Chicken Disease Classification
Deep Learning-Based Chicken Disease Classification: The project uses deep learning techniques to preprocess image data and train a model to classify chicken diseases. It incorporates a pipeline for data preprocessing and model training with version control managed via DVC.
CI/CD Integration and Containerization: GitHub Actions automates continuous integration and deployment, using Docker for containerization. The deployment workflows ensure seamless building, testing, and running of the application in cloud environments.
Cloud Deployment on AWS and Azure: The project supports deployment on AWS EC2 and Azure Web App. AWS deployment involves utilizing ECR for Docker image storage and EC2 for container execution, while Azure deployment leverages the Azure Container Registry and Web App Server for hosting the application.
Student Score Prediction
Exploratory Data Analysis (EDA): The project analyzes math score distributions across demographics, identifies correlations with socio-economic factors, and detects patterns and outliers to inform feature selection.
Data Transformation Pipeline: A preprocessing pipeline handles missing values, scales numerical data, and encodes categorical features using ColumnTrans former, ensuring high-quality and consistent input for machine learning.
Model Training and Deployment: Models are trained and optimized via Grid Search, evaluated with MAE and RMSE, and prepared for redeployment on AWS Elastic Beanstalk
Advanced RAG Agent
Advanced PDF Information Retrieval with Semantic Understanding: Implemented a robust pipeline for extracting and preprocessing content from PDFs, utilizing Optical Character Recognition (OCR) for scanned documents and embedding-based methods to semantically structure data. This ensures accurate alignment with large language models (LLMs) for advanced query answering.
Contextual Compression for Optimal Data Ingestion: Designed and integrated contextual summarization techniques, leveraging transformer-based architectures to reduce irrelevant data and noise while retaining critical semantic context. This preprocessing step enhances the efficiency and relevance of inputs fed into LLMs.
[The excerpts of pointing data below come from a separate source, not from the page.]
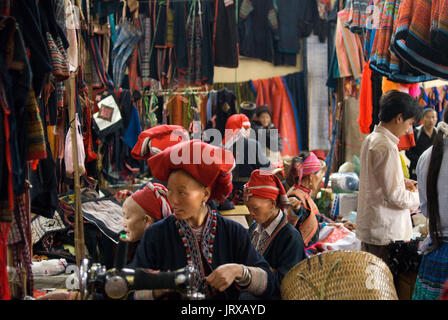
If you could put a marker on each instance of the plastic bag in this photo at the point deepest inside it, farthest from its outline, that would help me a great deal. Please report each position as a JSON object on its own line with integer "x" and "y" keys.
{"x": 337, "y": 238}
{"x": 68, "y": 155}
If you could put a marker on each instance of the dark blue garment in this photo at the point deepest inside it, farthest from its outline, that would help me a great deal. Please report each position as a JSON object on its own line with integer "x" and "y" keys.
{"x": 133, "y": 130}
{"x": 27, "y": 15}
{"x": 44, "y": 193}
{"x": 256, "y": 34}
{"x": 180, "y": 36}
{"x": 161, "y": 248}
{"x": 284, "y": 251}
{"x": 207, "y": 65}
{"x": 249, "y": 156}
{"x": 296, "y": 20}
{"x": 226, "y": 36}
{"x": 295, "y": 84}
Enhanced Query Response via Adaptive Data Preprocessing: Combined hierarchical embeddings with fine-tuned LLMs to dynamically extract and rank document segments based on user query intent, enabling precise, context-aware answers directly from large PDF datasets.
House Price Predictor - Advanced
In-Depth Exploratory Data Analysis (EDA): Conducted thorough EDA to uncover data patterns and relationships, forming the foundation for effective feature engineering and model development.
Advanced Feature Engineering and Model Validation: Developed meaningful features and implemented a robust model with rigorous testing and validation, ensuring high predictive performance.
MLOps Integration with ZenML and MLflow: Utilized ZenML and MLflow for seamless experiment tracking and deployment, exemplifying proficiency in modern MLOps practices.
Protein Structure Prediction with Custom AlphaFold
Custom Implementation of AlphaFold Architecture: Recreated the AlphaFold model using Python and PyTorch, focusing on the intricate neural network layers and operations essential for accurate protein structure prediction.
Integration of Multiple Sequence Alignments and Structural Templates: Utilized multiple sequence alignments and structural templates to enhance the accuracy of protein folding predictions, effectively capturing evolutionary relationships and structural constraints.
Deployment of End-to-End Inference Pipeline: Established a streamlined inference pipeline capable of processing raw protein sequences to generate precise 3D structural models, facilitating practical applications in computational biology
Industrial Anomaly Detection with Advanced Deep Learning
Variational Autoencoder for Anomaly Detection: Implemented the Variational Autoencoder (VAE) using Python and PyTorch to reconstruct high-dimensional data and identify anomalies through reconstruction errors.
Feature Extraction and Classification: Utilized ResNet-based feature extraction combined with K-Nearest Neighbors (KNN) for accurate anomaly classification, leveraging pre-trained networks for better feature representation.
Anomaly Localization with PatchCore: Applied the PatchCore method for effective anomaly localization, identifying defective regions within industrial images to support manufacturing quality control.